There's really no way to sugarcoat it — "Overwatch 2" got off to a rocky start when it first launched back in October. Early reviews for the game were very mixed, with critics noting that the game had made the fictional universe feel fresh while also criticizing it for its over-monetization. However, among players, one of the biggest issues with "Overwatch 2" has been its matchmaking system, with many complaining that it's been incredibly unbalanced and favors more adept players.

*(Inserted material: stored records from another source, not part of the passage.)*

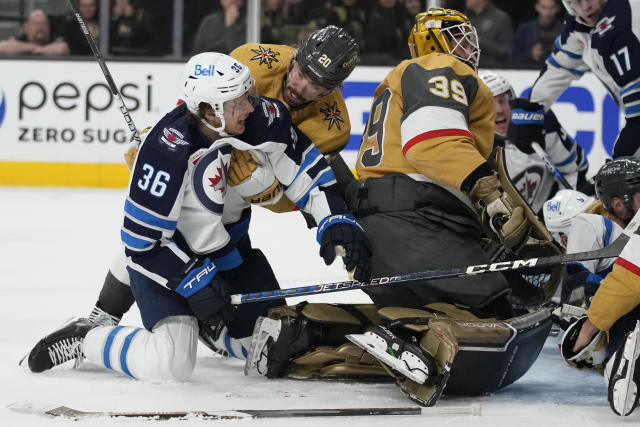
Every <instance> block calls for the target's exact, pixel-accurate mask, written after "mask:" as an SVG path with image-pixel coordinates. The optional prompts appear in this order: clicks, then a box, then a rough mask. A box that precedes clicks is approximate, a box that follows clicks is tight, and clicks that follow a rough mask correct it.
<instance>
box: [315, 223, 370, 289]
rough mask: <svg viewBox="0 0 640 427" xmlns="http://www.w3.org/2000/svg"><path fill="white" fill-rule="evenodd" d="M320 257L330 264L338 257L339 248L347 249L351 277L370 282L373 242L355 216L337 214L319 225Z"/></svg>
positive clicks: (344, 258) (360, 281) (318, 238)
mask: <svg viewBox="0 0 640 427" xmlns="http://www.w3.org/2000/svg"><path fill="white" fill-rule="evenodd" d="M317 239H318V243H320V256H321V257H322V259H324V263H325V264H327V265H329V264H331V263H332V262H333V260H335V258H336V249H338V247H340V248H342V249H344V255H343V254H342V253H340V252H342V251H341V250H340V249H338V253H337V255H341V256H342V260H343V262H344V265H345V267H346V269H347V271H348V272H349V276H351V277H353V278H354V279H355V280H357V281H359V282H363V283H366V282H368V281H369V280H370V279H371V245H370V244H369V239H368V238H367V235H366V234H365V233H364V230H363V229H362V227H361V226H360V223H358V220H356V219H355V218H354V217H353V216H352V215H333V216H329V217H326V218H324V219H323V220H322V221H320V225H318V234H317Z"/></svg>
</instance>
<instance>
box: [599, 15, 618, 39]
mask: <svg viewBox="0 0 640 427" xmlns="http://www.w3.org/2000/svg"><path fill="white" fill-rule="evenodd" d="M614 19H616V17H615V16H611V17H609V16H605V17H604V18H602V19H601V20H600V21H598V23H597V24H596V26H595V27H594V30H595V31H594V32H595V33H596V34H598V35H599V36H602V35H603V34H604V33H606V32H607V31H609V30H611V29H613V20H614Z"/></svg>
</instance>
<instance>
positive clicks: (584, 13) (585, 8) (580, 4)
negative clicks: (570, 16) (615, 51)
mask: <svg viewBox="0 0 640 427" xmlns="http://www.w3.org/2000/svg"><path fill="white" fill-rule="evenodd" d="M571 7H572V8H573V10H574V11H575V12H576V15H578V16H579V17H580V18H582V19H583V20H584V22H585V23H586V24H587V25H590V26H594V25H596V22H598V18H600V14H601V13H602V9H603V8H604V1H603V0H571Z"/></svg>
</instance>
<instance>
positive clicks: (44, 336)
mask: <svg viewBox="0 0 640 427" xmlns="http://www.w3.org/2000/svg"><path fill="white" fill-rule="evenodd" d="M75 320H78V317H77V316H71V317H70V318H68V319H67V320H65V321H64V322H62V323H61V324H60V325H59V326H58V327H57V328H56V329H54V330H53V331H52V332H49V333H48V334H47V335H45V336H44V338H46V337H48V336H49V335H51V334H52V333H53V332H56V331H58V330H60V329H62V328H64V327H65V326H67V325H68V324H69V323H71V322H73V321H75ZM38 342H40V340H39V341H38ZM36 344H37V343H36ZM36 344H34V346H35V345H36ZM32 350H33V347H31V350H29V351H28V352H27V354H25V355H24V356H22V359H20V361H19V362H18V366H22V367H25V366H26V363H25V361H26V360H27V359H28V358H29V355H30V354H31V351H32Z"/></svg>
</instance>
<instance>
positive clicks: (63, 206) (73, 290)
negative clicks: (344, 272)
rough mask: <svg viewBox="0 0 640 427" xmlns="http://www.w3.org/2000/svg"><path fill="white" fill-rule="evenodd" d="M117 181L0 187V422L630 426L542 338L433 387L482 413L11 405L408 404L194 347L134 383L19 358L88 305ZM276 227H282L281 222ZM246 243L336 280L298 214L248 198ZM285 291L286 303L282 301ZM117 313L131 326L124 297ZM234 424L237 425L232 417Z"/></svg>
mask: <svg viewBox="0 0 640 427" xmlns="http://www.w3.org/2000/svg"><path fill="white" fill-rule="evenodd" d="M123 198H124V190H98V189H60V188H12V187H0V204H1V206H2V209H1V211H0V212H1V213H0V219H1V221H0V324H1V325H2V327H1V328H0V379H1V387H0V423H1V424H0V425H2V426H17V425H20V426H62V425H74V426H94V425H95V426H106V427H109V426H115V425H122V424H127V425H129V424H144V425H150V424H157V423H161V425H162V426H169V425H181V426H184V425H187V423H189V425H193V424H197V425H199V424H202V423H205V422H206V423H211V422H218V423H224V424H225V425H247V424H246V423H252V425H253V424H255V425H256V426H258V425H260V426H276V425H277V426H281V425H282V424H287V425H294V424H296V425H298V424H299V425H303V426H320V425H331V424H334V423H340V425H343V424H345V423H349V424H350V425H351V426H353V427H358V426H363V427H364V426H367V427H377V426H387V425H390V423H394V425H395V424H396V423H402V425H403V427H404V426H414V425H415V426H418V425H421V426H423V425H436V424H437V425H443V426H467V425H473V426H523V427H524V426H545V427H546V426H563V427H569V426H614V425H616V426H617V425H620V424H633V425H638V424H637V423H638V420H639V418H638V417H640V415H639V414H638V413H633V414H631V416H629V417H627V418H625V419H621V418H619V417H617V416H615V415H614V414H613V413H612V412H611V410H610V409H609V407H608V404H607V401H606V389H605V386H604V383H603V380H602V376H600V375H599V374H598V373H596V372H593V371H578V370H576V369H572V368H570V367H569V366H568V365H566V364H565V363H564V361H563V360H562V358H561V357H560V355H559V353H558V351H557V347H556V344H555V338H550V339H549V341H548V342H547V344H546V345H545V347H544V349H543V351H542V354H541V357H540V358H539V359H538V361H537V362H536V363H535V364H534V366H533V367H532V369H531V370H530V371H529V372H528V373H527V375H525V376H524V377H523V378H522V379H520V380H519V381H518V382H516V383H515V384H513V385H511V386H509V387H507V388H505V389H504V390H501V391H499V392H496V393H493V394H492V395H489V396H481V397H465V398H448V397H445V398H443V399H442V400H441V401H440V402H439V403H438V406H439V407H444V406H468V405H469V404H470V403H479V404H480V405H481V407H482V415H481V416H477V417H471V416H460V415H458V416H454V415H442V416H428V419H423V417H418V416H403V417H391V418H390V417H385V416H375V417H374V416H367V417H352V418H346V419H335V418H315V419H311V418H304V419H302V418H300V419H284V420H282V419H280V420H240V421H203V420H198V419H191V420H188V421H185V420H182V421H181V420H174V421H143V420H130V419H127V420H124V419H109V418H100V419H88V420H83V421H80V422H72V421H69V420H61V419H49V418H47V417H44V416H36V415H25V414H19V413H15V412H13V411H9V410H8V409H7V408H6V407H5V406H6V405H8V404H10V403H12V402H15V401H21V400H26V401H36V402H51V403H57V404H61V405H66V406H70V407H73V408H76V409H80V410H85V411H127V410H130V411H170V410H175V411H185V410H224V409H251V408H260V409H284V408H329V407H343V408H346V407H369V406H377V407H397V406H414V405H413V404H412V402H411V401H409V400H408V399H406V398H405V397H404V396H402V395H401V394H400V392H399V390H398V389H397V388H396V387H395V386H394V385H393V383H370V382H369V383H368V382H360V383H349V382H333V381H301V380H277V381H273V380H267V379H266V378H264V377H245V376H243V375H242V366H243V364H242V362H240V361H236V360H229V359H223V358H220V357H216V356H214V355H212V354H211V353H210V352H208V350H207V349H206V348H202V347H201V348H200V349H199V350H200V352H199V355H198V364H197V367H196V370H195V372H194V374H193V378H192V380H191V381H189V382H186V383H144V382H140V381H135V380H131V379H130V378H128V377H124V376H122V375H119V374H116V373H113V372H110V371H106V370H103V369H101V368H99V367H95V366H89V365H85V366H83V367H82V368H81V369H78V370H73V369H71V367H70V366H62V367H59V368H56V369H54V370H52V371H49V372H46V373H43V374H39V375H36V374H31V373H30V372H29V371H28V370H27V369H25V368H21V367H19V366H18V364H17V363H18V361H19V360H20V358H21V357H22V356H23V355H24V354H25V353H26V352H27V351H28V350H29V349H30V348H31V347H32V346H33V344H34V343H35V342H36V341H37V340H38V339H40V338H41V337H42V336H43V335H45V334H46V333H48V332H50V331H51V330H53V329H55V328H56V327H57V326H58V325H59V324H60V323H62V322H64V321H65V320H66V319H67V318H69V317H70V316H72V315H80V316H87V315H88V313H89V311H90V310H91V308H92V307H93V304H94V303H95V300H96V298H97V295H98V292H99V290H100V287H101V286H102V281H103V279H104V275H105V273H106V271H107V268H108V266H109V263H110V260H111V258H112V256H113V254H114V253H115V252H116V251H117V250H118V248H119V245H120V243H119V229H120V222H121V211H122V206H123V200H124V199H123ZM279 230H284V231H279ZM250 233H251V236H252V240H253V242H254V246H256V247H259V248H261V249H262V250H263V251H264V252H265V253H266V255H267V257H268V258H269V259H270V260H271V262H272V265H273V267H274V270H275V272H276V275H277V276H278V278H279V279H280V282H281V284H282V286H283V287H291V286H302V285H307V284H315V283H324V282H329V281H334V280H342V279H344V278H345V277H346V274H345V273H344V271H343V270H342V269H341V267H340V266H339V265H337V263H336V265H332V266H330V267H326V266H325V265H324V263H323V262H322V259H321V258H320V257H319V256H318V255H317V251H318V245H317V243H316V242H315V235H314V232H313V231H309V230H307V229H306V227H305V225H304V221H303V220H302V218H301V216H300V215H299V214H297V213H291V214H279V215H276V214H272V213H270V212H268V211H266V210H263V209H255V213H254V218H253V222H252V227H251V230H250ZM309 299H311V300H313V301H343V302H344V301H349V302H356V301H357V302H364V301H367V298H366V297H365V296H364V295H363V294H362V293H360V292H358V291H348V292H340V293H333V294H328V295H323V296H312V297H309ZM290 302H295V301H294V300H291V301H290ZM122 323H123V324H131V325H140V319H139V315H138V313H137V310H136V309H135V308H134V309H132V310H131V311H130V312H129V313H127V314H126V315H125V317H124V319H123V322H122ZM240 423H242V424H240Z"/></svg>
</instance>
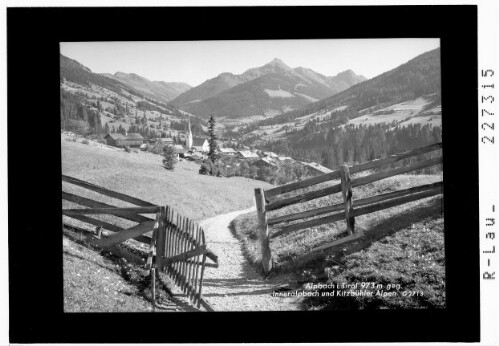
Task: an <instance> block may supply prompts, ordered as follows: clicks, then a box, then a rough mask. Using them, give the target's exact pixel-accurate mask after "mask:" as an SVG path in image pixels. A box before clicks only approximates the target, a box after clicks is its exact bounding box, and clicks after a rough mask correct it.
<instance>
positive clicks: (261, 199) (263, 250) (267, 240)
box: [255, 188, 272, 274]
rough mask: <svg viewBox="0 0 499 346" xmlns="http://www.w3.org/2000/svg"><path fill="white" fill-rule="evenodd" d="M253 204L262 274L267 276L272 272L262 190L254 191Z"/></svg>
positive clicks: (266, 226)
mask: <svg viewBox="0 0 499 346" xmlns="http://www.w3.org/2000/svg"><path fill="white" fill-rule="evenodd" d="M255 202H256V212H257V215H258V228H259V233H260V242H261V247H262V268H263V272H264V273H265V274H268V273H270V271H271V270H272V253H271V251H270V238H269V226H268V224H267V212H266V211H265V197H264V193H263V189H261V188H257V189H255Z"/></svg>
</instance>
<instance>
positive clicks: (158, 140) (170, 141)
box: [157, 138, 173, 145]
mask: <svg viewBox="0 0 499 346" xmlns="http://www.w3.org/2000/svg"><path fill="white" fill-rule="evenodd" d="M157 140H158V141H161V142H162V143H163V144H168V145H170V144H173V138H158V139H157Z"/></svg>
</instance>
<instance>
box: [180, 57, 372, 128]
mask: <svg viewBox="0 0 499 346" xmlns="http://www.w3.org/2000/svg"><path fill="white" fill-rule="evenodd" d="M364 80H366V78H365V77H363V76H360V75H356V74H355V73H354V72H353V71H352V70H347V71H344V72H341V73H339V74H337V75H336V76H334V77H327V76H324V75H322V74H320V73H317V72H315V71H313V70H311V69H308V68H304V67H297V68H291V67H289V66H288V65H286V64H285V63H284V62H283V61H282V60H280V59H277V58H276V59H274V60H272V61H271V62H269V63H267V64H265V65H263V66H261V67H256V68H250V69H248V70H247V71H245V72H244V73H242V74H240V75H235V74H232V73H228V72H225V73H222V74H220V75H218V76H217V77H215V78H212V79H209V80H207V81H205V82H204V83H202V84H200V85H198V86H196V87H194V88H191V89H189V90H187V91H186V92H184V93H182V94H180V95H179V96H178V97H176V98H175V99H173V100H172V101H171V103H172V104H173V105H175V106H177V107H178V108H180V109H182V110H184V111H187V112H189V113H191V114H195V115H198V116H201V117H209V116H210V115H211V114H214V115H216V116H227V117H231V118H239V117H244V116H251V115H265V116H275V115H279V114H283V113H285V112H288V111H291V110H294V109H297V108H300V107H302V106H304V105H307V104H309V103H312V102H316V101H318V100H320V99H323V98H326V97H329V96H331V95H334V94H336V93H338V92H341V91H343V90H345V89H348V88H349V87H351V86H353V85H355V84H357V83H359V82H362V81H364Z"/></svg>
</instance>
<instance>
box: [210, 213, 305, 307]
mask: <svg viewBox="0 0 499 346" xmlns="http://www.w3.org/2000/svg"><path fill="white" fill-rule="evenodd" d="M253 210H254V208H250V209H246V210H240V211H235V212H232V213H228V214H223V215H218V216H215V217H212V218H209V219H206V220H204V221H201V222H200V225H201V227H203V229H204V231H205V235H206V241H207V243H208V248H209V249H210V250H212V251H213V252H214V253H215V254H216V255H217V256H218V262H219V267H218V268H210V267H206V269H205V277H204V284H203V296H204V298H205V300H206V301H207V302H208V303H209V304H210V305H211V306H212V307H213V309H214V310H215V311H263V310H268V311H279V310H280V311H282V310H299V309H300V306H299V301H298V299H296V298H290V297H285V298H283V297H273V296H272V292H273V290H274V288H275V287H276V286H278V285H283V284H287V283H288V278H287V277H286V276H283V275H281V276H279V277H274V278H270V279H268V280H266V279H265V278H263V277H262V276H261V275H260V274H258V273H257V272H256V271H255V269H254V268H253V267H252V266H251V265H250V264H249V263H248V262H247V260H246V259H245V257H244V255H243V251H242V245H241V244H240V243H239V241H238V240H237V239H236V238H235V237H234V236H233V234H232V232H231V231H230V229H229V225H230V222H231V221H232V220H233V219H234V218H236V217H237V216H239V215H241V214H246V213H248V212H251V211H253Z"/></svg>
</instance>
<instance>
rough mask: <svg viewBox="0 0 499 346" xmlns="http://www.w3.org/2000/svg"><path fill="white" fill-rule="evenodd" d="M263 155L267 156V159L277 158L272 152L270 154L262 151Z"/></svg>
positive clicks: (270, 152) (276, 155) (277, 155)
mask: <svg viewBox="0 0 499 346" xmlns="http://www.w3.org/2000/svg"><path fill="white" fill-rule="evenodd" d="M263 155H264V156H268V157H272V158H274V159H275V158H277V157H278V155H277V154H276V153H273V152H271V151H264V152H263Z"/></svg>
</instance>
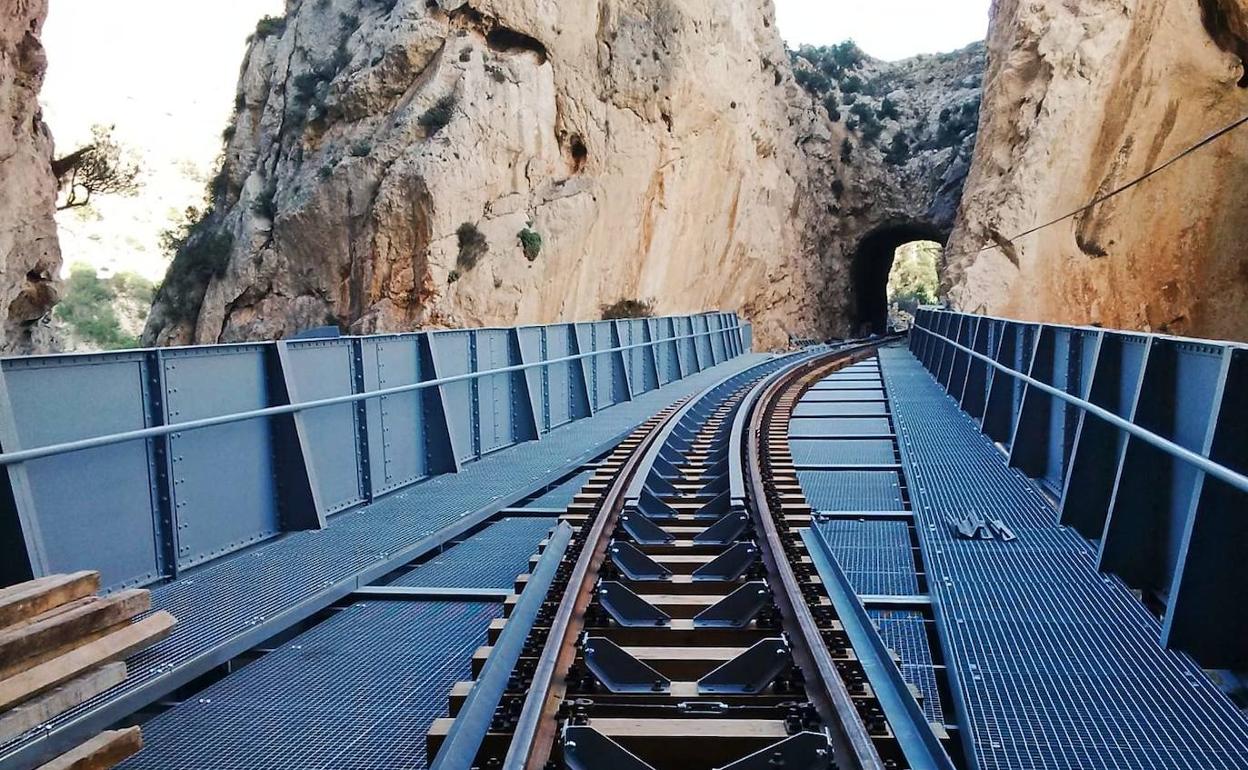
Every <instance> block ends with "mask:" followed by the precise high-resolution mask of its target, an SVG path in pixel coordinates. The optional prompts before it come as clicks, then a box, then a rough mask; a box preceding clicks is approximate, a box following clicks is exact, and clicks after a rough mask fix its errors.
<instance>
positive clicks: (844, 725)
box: [730, 338, 892, 770]
mask: <svg viewBox="0 0 1248 770" xmlns="http://www.w3.org/2000/svg"><path fill="white" fill-rule="evenodd" d="M891 339H892V338H886V339H880V341H874V342H870V343H864V344H860V346H854V347H851V348H846V349H840V351H836V352H835V353H831V356H830V357H831V358H832V361H844V362H846V363H849V362H852V361H859V359H861V358H862V357H865V353H866V352H867V351H871V349H875V348H876V347H879V346H880V344H884V343H885V342H890V341H891ZM830 357H829V356H824V357H819V358H814V359H809V361H805V362H802V363H800V364H797V366H795V367H791V368H789V369H784V371H781V372H778V373H776V374H774V376H771V377H769V378H768V379H765V381H764V382H763V383H760V384H759V386H758V392H759V397H758V398H756V399H755V403H754V406H753V409H751V411H750V412H749V417H748V419H749V429H748V434H749V441H745V442H744V444H745V446H744V448H743V451H744V453H745V461H746V462H745V467H746V468H748V473H749V485H748V488H749V490H750V497H751V500H753V504H751V505H750V509H751V515H753V517H754V519H755V527H756V529H758V532H759V533H760V534H761V535H763V538H764V542H765V545H764V547H763V548H761V552H763V558H764V562H765V563H766V567H768V572H769V573H770V574H771V575H773V577H774V578H775V579H776V580H778V582H779V585H780V588H781V590H778V592H773V593H774V595H775V599H776V605H778V607H779V609H780V614H781V616H782V618H785V619H786V620H787V621H789V623H787V624H786V625H789V626H790V628H791V629H794V630H795V631H796V633H795V634H792V643H794V644H792V654H794V660H795V661H796V663H797V665H799V668H801V669H802V671H804V674H805V675H806V683H807V695H811V696H812V698H811V701H812V703H814V704H815V706H816V709H817V710H819V711H820V716H822V718H824V721H825V723H826V724H827V725H829V728H831V733H832V740H834V748H835V750H836V758H837V761H839V763H841V764H840V765H839V766H841V768H854V769H855V770H884V761H882V760H881V759H880V754H879V751H876V748H875V744H874V743H872V740H871V736H870V734H869V733H867V730H866V725H864V724H862V719H861V716H860V715H859V713H857V709H856V708H855V706H854V701H852V698H850V694H849V690H847V689H846V688H845V683H844V681H842V680H841V678H840V674H839V673H837V670H836V664H835V661H834V660H832V656H831V653H829V650H827V646H826V645H825V644H824V641H822V636H821V635H820V633H819V626H817V624H816V621H815V616H814V615H812V614H811V612H810V608H809V607H807V605H806V602H805V599H804V597H802V594H801V588H800V585H799V582H797V577H796V574H795V573H794V572H792V567H791V565H790V564H789V562H787V560H786V559H784V558H782V554H784V543H782V542H781V540H780V533H779V530H778V529H776V525H775V520H774V519H773V514H771V509H770V505H769V504H768V494H766V480H765V478H764V467H763V456H761V441H760V439H761V436H763V434H764V423H765V421H766V418H768V413H769V412H770V411H771V409H773V408H774V403H775V401H776V399H779V397H780V394H781V393H782V392H784V388H785V387H787V384H789V383H790V382H791V381H792V379H795V378H797V377H800V376H802V374H805V373H807V372H810V371H814V369H817V368H821V367H826V366H829V363H830V361H829V358H830ZM744 419H746V414H745V412H744V411H743V412H739V413H738V421H743V422H741V429H740V431H738V429H736V428H738V426H736V424H735V423H734V433H738V436H739V441H741V437H744V436H745V434H746V429H745V423H744ZM730 452H731V449H730ZM778 557H781V558H778ZM815 686H817V688H819V689H817V690H815Z"/></svg>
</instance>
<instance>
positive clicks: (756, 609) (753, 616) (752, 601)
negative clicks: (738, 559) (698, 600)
mask: <svg viewBox="0 0 1248 770" xmlns="http://www.w3.org/2000/svg"><path fill="white" fill-rule="evenodd" d="M622 588H623V587H622ZM770 600H771V592H770V590H769V589H768V584H766V583H764V582H763V580H754V582H751V583H746V584H745V585H743V587H741V588H739V589H736V590H734V592H733V593H730V594H729V595H726V597H724V598H723V599H720V600H719V602H716V603H715V604H713V605H710V607H708V608H706V609H704V610H703V612H700V613H698V614H696V615H695V616H694V628H745V626H748V625H749V624H750V621H751V620H754V616H755V615H758V614H759V610H761V609H763V608H764V607H766V605H768V602H770ZM655 612H658V610H655Z"/></svg>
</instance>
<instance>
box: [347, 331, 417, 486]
mask: <svg viewBox="0 0 1248 770" xmlns="http://www.w3.org/2000/svg"><path fill="white" fill-rule="evenodd" d="M361 344H362V351H363V356H362V358H363V382H364V391H384V389H389V388H398V387H402V386H406V384H413V383H417V382H421V379H423V378H424V377H423V372H422V369H421V351H419V338H418V336H417V334H397V336H393V337H379V338H371V339H369V338H364V339H362V341H361ZM422 398H423V396H422V393H421V392H419V391H414V392H411V393H398V394H396V396H382V397H379V398H374V399H369V401H368V402H366V403H367V404H368V419H369V434H371V436H372V437H373V438H374V441H372V442H369V458H371V462H369V465H371V468H372V474H371V479H372V495H373V497H377V495H381V494H384V493H387V492H391V490H393V489H401V488H403V487H407V485H408V484H414V483H416V482H418V480H421V479H423V478H426V477H427V475H429V465H428V462H427V458H426V443H427V442H428V441H429V439H428V437H427V436H426V418H424V409H423V404H422Z"/></svg>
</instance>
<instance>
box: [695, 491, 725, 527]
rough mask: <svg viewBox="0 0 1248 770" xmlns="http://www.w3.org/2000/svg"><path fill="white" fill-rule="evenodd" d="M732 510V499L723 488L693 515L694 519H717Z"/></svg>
mask: <svg viewBox="0 0 1248 770" xmlns="http://www.w3.org/2000/svg"><path fill="white" fill-rule="evenodd" d="M731 508H733V498H731V495H730V494H729V493H728V489H726V488H725V489H724V490H723V492H720V493H719V494H716V495H715V497H713V498H711V499H710V502H708V503H706V504H705V505H703V507H701V508H699V509H698V510H696V512H695V513H694V518H695V519H718V518H720V517H721V515H724V514H725V513H728V512H729V510H731Z"/></svg>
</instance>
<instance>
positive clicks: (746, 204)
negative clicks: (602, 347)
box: [146, 0, 982, 344]
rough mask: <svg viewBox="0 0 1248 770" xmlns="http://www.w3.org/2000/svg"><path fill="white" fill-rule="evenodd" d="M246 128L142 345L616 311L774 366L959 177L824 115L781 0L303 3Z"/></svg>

Of course, bad matchmaking can be a headache for players who just want to enjoy the game from a competitive standpoint. It's even worse for newer players who wish to dip their toes into "Overwatch 2," but are quickly dominated by others with way more skill and experience. Because of this recurring issue, Blizzard has formally addressed the criticism by detailing how matchmaking works in "Overwatch 2" and how it's changed in the months since its topsy-turvy launch.

Overwatch 2 has overhauled its matchmaking system for new players

In an official blog post, Blizzard Entertainment addressed the matchmaking system in "Overwatch 2." According to Blizzard, "Overwatch 2" now uses an internal matchmaking rating (MMR) in order to determine a player's skill level and the competition they should be facing. 

"Everyone has an internal matchmaking rating (MMR) that's a numerical value to describe your skill relative to everyone else. However, MMR isn't an absolute value, meaning your MMR can change even if your personal skill stays the same," the blog explains. As described, MMR is a progressive system that adjusts accordingly in tandem with a player and their squad's performance. For instance, winning games against players of a similar MMR will push the rating up, resulting in players facing more stiff competition. Losing does the opposite and causes a player's MMR to drop progressively with each negative result.

Blizzard stated that many of the matchmaking issues in "Overwatch 2" at launch were due to a cross-pollination between seasoned "Overwatch" veterans and players that were new to the series. "We noticed that new players were losing their initial matches much more than they should have, and this trend wasn't levelling out enough by the time they'd played many more matches," the post says. In order to remedy this, Blizzard has made changes to a player's starting MMR when first launching the game.

Despite these changes, Blizzard concluded the blog post by saying that it plans to continue modifying matchmaking as time goes on and more data is collected.